While conversing with Woods, about BCM, Biko insisted to Woods that “it isn’t a negative, hating thing. It’s a positive black self-confidence thing involving no hatred of anyone.” He acknowledged that a “fringe element” may still harbour “anti-white bitterness,” but added: “Frankly, it’s not one of our top priorities or one of our major concerns. Our main concern is the liberation of blacks.” In other places, Biko maintained that a vanguard movement must ensure that the black majority in a post-apartheid society would not seek retribution against the white minority. He said that this would necessitate educating the black populace on how to live in a non-racial society.
Legacy
Influence
Biko was referred to as the “Father of the Black Consciousness Movement” and the anti-apartheid movement’s first icon. While Nelson Mandela called him “the spark that lit a veld fire across South Africa,” justifying the Nationalist Government “had to kill him to prolong the life of apartheid,” Manning Marable and Peniel Joseph wrote in the introduction to an anthology of his writing in 2008 that Biko’s death had “created a vivid symbol of black resistance” to apartheid that “continues to inspire new black activists” over a decade after the transition to majority rule.” A professor of Communication Studies, Johann de Wet, described Bino as “one of South Africa’s most gifted political strategists and communicators.”
Quotes
Biko has written different quotes on various subjects.
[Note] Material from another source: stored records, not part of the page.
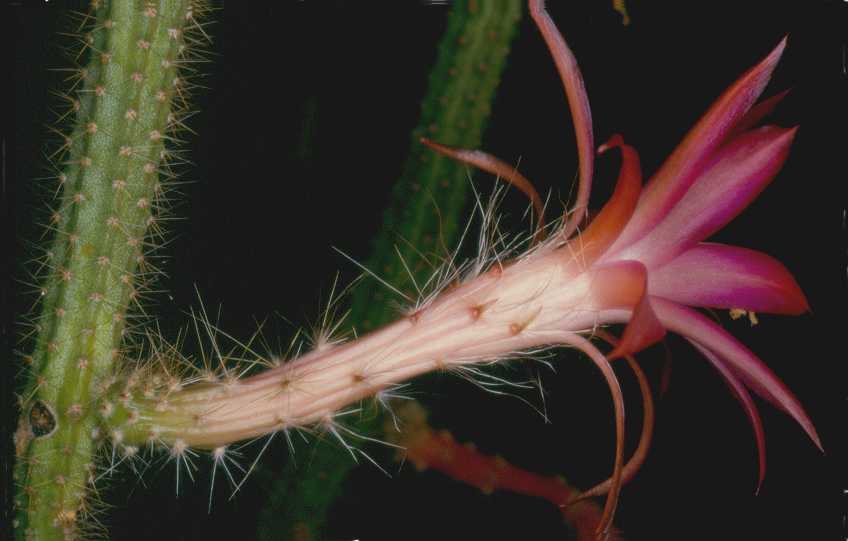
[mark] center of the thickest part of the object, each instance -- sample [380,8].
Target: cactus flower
[641,262]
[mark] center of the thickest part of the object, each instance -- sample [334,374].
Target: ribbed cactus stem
[113,164]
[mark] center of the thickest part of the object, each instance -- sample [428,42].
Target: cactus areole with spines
[128,101]
[623,267]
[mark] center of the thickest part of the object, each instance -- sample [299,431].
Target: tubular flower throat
[641,261]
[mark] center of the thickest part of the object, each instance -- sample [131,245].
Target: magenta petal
[741,394]
[757,113]
[741,170]
[720,276]
[578,102]
[740,360]
[688,160]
- “Black man, you are on your own.”
- “The greatest weapon in the hand of the oppressor is the mind of the oppressed.”
- “It is better to die for an idea that will live than to live for an idea that will die.”
- “The most potent weapon of the oppressor is the mind of the oppressed.
- So as a prelude, whites must be made to realise that they are only human, not superior. Same with blacks.
- “They must be made to realise that they are also human, not inferior.”
- “Black consciousness is in essence the realisation by the black man of the need to rally together with his brothers around the cause of their oppression.”
- “At the time of his death, Biko had a wife and three children, for whom he left a letter that stated, in part: “I’ve devoted my life to seeing equality for blacks, and at the same time, I’ve denied the needs of my family.” Please understand that I take these actions, not out of selfishness or arrogance, but to preserve a South Africa worth living in for blacks and whites.”
- “I would like to remind the Black Ministry, and indeed all black people, that God is not in the habit of coming down from heaven to solve people’s problems on Earth.”
- “What black consciousness seeks to do is produce real black people who do not regard themselves as appendages to white society. We do not need to apologise for this because it is true that the white systems have produced throughout the world a number of people who are not aware that they too are people. “
Net Worth
Steve Biko’s net worth from his salary has accumulated to $1.5 million.
Social Media Handled
Biko did not have any social media handles.